IPS: In spite of China’s current position on the implementation of Resolution 2270, have North-Korean-Chinese relations worsened due to the nuclear threat North Korea endangers the world with?

Ambassador Hahn: Yes, relations between North Korea and China have been tarnished. In a recent diplomatic visit to China, North Korea demonstrated their need to avoid diplomatic isolation. Lee Soo-Yong, North Korea’s senior worker’s party official, met with the president of China, and expressed the importance of maintaining good relations with China in a bid to avoid isolation.

Chinese President Xi Jinping communicated the message to the North Korean delegation that while China acknowledges the importance of bilateral relations between China and North Korea, they do not support North Korea’s development of nuclear weapons and missile launches.

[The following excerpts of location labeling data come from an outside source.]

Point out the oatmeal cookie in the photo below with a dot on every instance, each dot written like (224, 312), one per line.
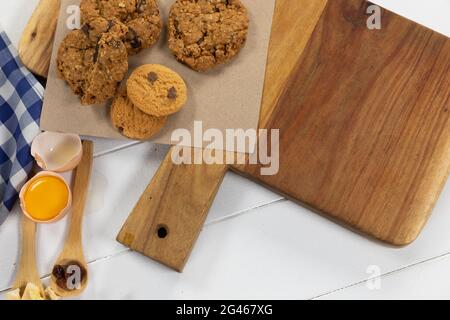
(157, 90)
(206, 33)
(142, 17)
(93, 60)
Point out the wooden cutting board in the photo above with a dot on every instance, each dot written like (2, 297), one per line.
(364, 123)
(364, 130)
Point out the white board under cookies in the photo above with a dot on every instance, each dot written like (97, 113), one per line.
(228, 97)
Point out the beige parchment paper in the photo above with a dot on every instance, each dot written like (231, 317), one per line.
(228, 97)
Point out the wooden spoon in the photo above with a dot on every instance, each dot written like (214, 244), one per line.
(36, 44)
(27, 271)
(69, 276)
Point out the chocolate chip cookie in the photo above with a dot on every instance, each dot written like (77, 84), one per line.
(142, 17)
(94, 60)
(206, 33)
(157, 90)
(131, 121)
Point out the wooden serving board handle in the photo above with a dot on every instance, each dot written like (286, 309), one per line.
(35, 46)
(168, 218)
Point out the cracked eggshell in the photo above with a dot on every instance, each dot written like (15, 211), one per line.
(57, 152)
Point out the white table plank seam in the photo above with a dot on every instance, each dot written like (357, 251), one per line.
(384, 275)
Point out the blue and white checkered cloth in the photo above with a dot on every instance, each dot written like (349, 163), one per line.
(20, 110)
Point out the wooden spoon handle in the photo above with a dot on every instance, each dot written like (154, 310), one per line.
(27, 270)
(82, 176)
(35, 46)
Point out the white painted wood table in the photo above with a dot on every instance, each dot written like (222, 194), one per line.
(255, 243)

However, in spite of North Korea’s fear of exclusion and isolation, they did not seem to take heed of China’s advice, protest, and warning. North Korea believe nuclear weapons are the key to their survival and they refuse to compromise anything for it.

IPS: As the number of North Korean labourers in the international workforce grows and illicit negotiations between Middle Eastern and African companies ceases to discontinue, North Korea’s defiance has shown that it not only endangers the world with the threat of nuclear warfare, it also poses a grave threat to the international financial system. How does the UN Security Council together with the aid of the international community aim to eliminate this threat?

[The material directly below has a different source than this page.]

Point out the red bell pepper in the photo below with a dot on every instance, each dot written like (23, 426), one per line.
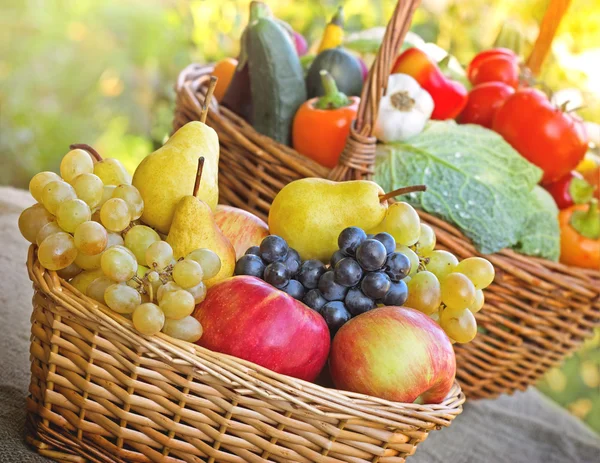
(449, 96)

Ambassador Hahn: A big stake in North Korea’s relationship with other countries, is its labour force abroad. So far, over 35,000 North Korean workers worldwide are on special contracts, generating over 300 million dollars a year. Some countries are now reviewing and reconsidering these contracts and a couple of countries have made a decision to discontinue some of the contracts.

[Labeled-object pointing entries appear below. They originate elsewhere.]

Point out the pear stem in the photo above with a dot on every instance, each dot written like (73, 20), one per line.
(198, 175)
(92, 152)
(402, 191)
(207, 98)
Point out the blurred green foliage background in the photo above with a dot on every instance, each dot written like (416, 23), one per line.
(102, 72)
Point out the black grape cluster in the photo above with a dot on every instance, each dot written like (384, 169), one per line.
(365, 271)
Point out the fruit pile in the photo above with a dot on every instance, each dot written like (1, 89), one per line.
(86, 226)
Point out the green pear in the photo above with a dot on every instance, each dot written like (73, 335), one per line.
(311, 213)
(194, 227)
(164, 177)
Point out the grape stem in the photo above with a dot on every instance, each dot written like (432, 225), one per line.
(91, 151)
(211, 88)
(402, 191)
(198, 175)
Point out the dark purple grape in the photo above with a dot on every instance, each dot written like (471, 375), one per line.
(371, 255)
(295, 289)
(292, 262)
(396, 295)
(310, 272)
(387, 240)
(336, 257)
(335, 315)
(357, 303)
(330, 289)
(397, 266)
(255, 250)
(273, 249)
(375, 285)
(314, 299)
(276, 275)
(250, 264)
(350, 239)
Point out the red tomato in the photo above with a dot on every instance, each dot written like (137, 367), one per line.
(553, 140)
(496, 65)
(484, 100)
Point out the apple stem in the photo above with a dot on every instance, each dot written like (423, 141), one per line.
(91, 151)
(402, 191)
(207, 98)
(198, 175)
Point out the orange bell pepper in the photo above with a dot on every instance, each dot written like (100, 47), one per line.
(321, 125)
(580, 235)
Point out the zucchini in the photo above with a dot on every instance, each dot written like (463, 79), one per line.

We’ve approached several countries about the implementations of these types of sanctions. Recently, Qatar, sent over 100 workers back home to North Korea. These actions discourage the continuance of North Korea’s careless attitude. China are also attempting to implement a lot of diplomatic demarche. For example, several North Korean restaurants have now closed in China.

Cooperation with North Korea and some African countries, has led to the development of bilateral military cooperation projects, recently South Korean president Park Geun-hye visited Uganda and condemned this illicit cooperation and Uganda subsequently agreed to discontinue their military cooperation with North Korea.

IPS: Finally, what are the expected outcomes of Resolution 2270 and where will the UN Security Council go from there?

Ambassador Hahn: At present, North Korea’s power consolidation process is very troubling. North Korea’s leader Kim Jong-Un wants to demonstrate his absolute power through the showcasing of North Korea’s nuclear capabilities. In this way, North Korea has demonstrated zero intention to abandon their nuclear weapons program. They consider it to be a form of economic prosperity and ultimately, survival. They are trying to go ahead with “Byungjin”, literally “going together” with nuclear and economic development.

As of yet, it is much too early to judge whether the 2270 general is being implemented in a faithful manner on an international level. As North Korea is defiant and is engaged in the launching of missiles it’s clear that they do not respect the UN sanctions. This attitude will be exceptionally challenging for the future success of the Resolution. North Korea is not interested in complying with internationally beneficial regulations and this is something that will be difficult to reverse.

As I mentioned before, it is not not easy to predict any future measures but what is important to emphasis is that there should be a very steady, orderly mid and long-term process of implementation of Resolution 2270 in North Korea. I hope that the diplomatic demarche from member states will enable us all to work together, along with the critical assistance of China, to ultimately, put North Korea’s engagement with nuclear weapons to a stop.

 Valentina Ieri, IPS UN Bureau, interviewed Ambassador Hahn in New York.